In article <36b5d66b.0@news.nwl.ac.uk> wmc@bas.ac.uk writes:
[..]
> I'm not sure this is so: indexing by nulls ("where" in the example
> above would return "null", not -1) can be distinguished from out-
> of-range.
The problem is the "null" - it ought to be something other than an
integer/long/long64. Ok, so maybe -2LL^63 would do... and of course
you'd need to keep compatible, so you need WHERE(..,/null)
> But even so: I've always felt that allowing
> indexing by out of bounds indices is more a bug that a feature. Why
> is it possible? Can you think of an example where it is useful, or
> necessary?
Uh - no, *I* don't think it's a good thing. RSI does (did?) :-)
> If this is necessary for legacy reasons, it might be possible to make
> () and [] behave differently in this case? Possibly a missed
> opportunity when [] came in!
How'bout {} ? :-) I'm not *just* kidding. [] work as both array
constructors and indexing brackets, so {} could work as both
structure constructors and indexing brackets..
[..]
>> array[NaN] = 5 ; Would be allowed, but does nothing
>
>This could well be possible as an easy-to-do work-around. In that
>case, where would have to return NaN not -1.

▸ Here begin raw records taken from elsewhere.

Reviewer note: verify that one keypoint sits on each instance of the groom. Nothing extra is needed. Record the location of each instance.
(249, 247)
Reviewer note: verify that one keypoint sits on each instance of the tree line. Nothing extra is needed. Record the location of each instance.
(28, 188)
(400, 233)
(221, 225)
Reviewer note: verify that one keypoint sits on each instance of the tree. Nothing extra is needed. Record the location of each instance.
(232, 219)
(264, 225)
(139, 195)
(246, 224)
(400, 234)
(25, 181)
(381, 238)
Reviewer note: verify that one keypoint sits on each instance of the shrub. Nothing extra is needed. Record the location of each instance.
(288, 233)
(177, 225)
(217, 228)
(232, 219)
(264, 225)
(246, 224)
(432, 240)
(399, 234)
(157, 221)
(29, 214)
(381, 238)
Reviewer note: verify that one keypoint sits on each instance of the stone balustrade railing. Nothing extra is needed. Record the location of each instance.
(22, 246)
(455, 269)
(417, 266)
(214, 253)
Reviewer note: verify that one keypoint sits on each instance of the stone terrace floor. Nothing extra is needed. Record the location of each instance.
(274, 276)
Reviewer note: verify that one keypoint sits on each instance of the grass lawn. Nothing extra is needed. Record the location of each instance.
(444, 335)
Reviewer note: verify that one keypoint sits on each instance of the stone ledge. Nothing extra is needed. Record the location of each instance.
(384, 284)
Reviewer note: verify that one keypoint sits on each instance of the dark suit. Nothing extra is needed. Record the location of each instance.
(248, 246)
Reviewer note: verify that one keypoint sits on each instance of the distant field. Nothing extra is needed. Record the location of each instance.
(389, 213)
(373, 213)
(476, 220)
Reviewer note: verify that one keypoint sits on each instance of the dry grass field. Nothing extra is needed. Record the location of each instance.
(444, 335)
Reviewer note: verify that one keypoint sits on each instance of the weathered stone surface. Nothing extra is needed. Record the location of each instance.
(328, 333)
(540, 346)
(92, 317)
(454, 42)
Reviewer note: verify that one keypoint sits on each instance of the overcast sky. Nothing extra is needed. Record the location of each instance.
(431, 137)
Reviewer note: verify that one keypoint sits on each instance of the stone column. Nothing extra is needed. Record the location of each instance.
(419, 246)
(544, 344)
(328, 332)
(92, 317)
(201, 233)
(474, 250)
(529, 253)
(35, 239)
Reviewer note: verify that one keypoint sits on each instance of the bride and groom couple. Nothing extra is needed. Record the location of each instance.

(Yes - though with a WHERE(..,/nan) switch)
>The other possibility (which would only work for this special case,
>but its quite a common special case) is that -1 would count as a
>"special" value & assigning to array[-1] would, as a special case,
>just do nothing rather than producing an error message.
>
>Incidentally, I've just realised how dangerous the out-of-bounds stuff
>is:
>
> array([where(array eq false)])='stoat'
>
>assigns to the first element...
And you can *bet* some program(mer)s out there are counting on
exactly this as a *feature*! Sorry to say so, but...that's why
you'd have to introduce a keyword switch in WHERE.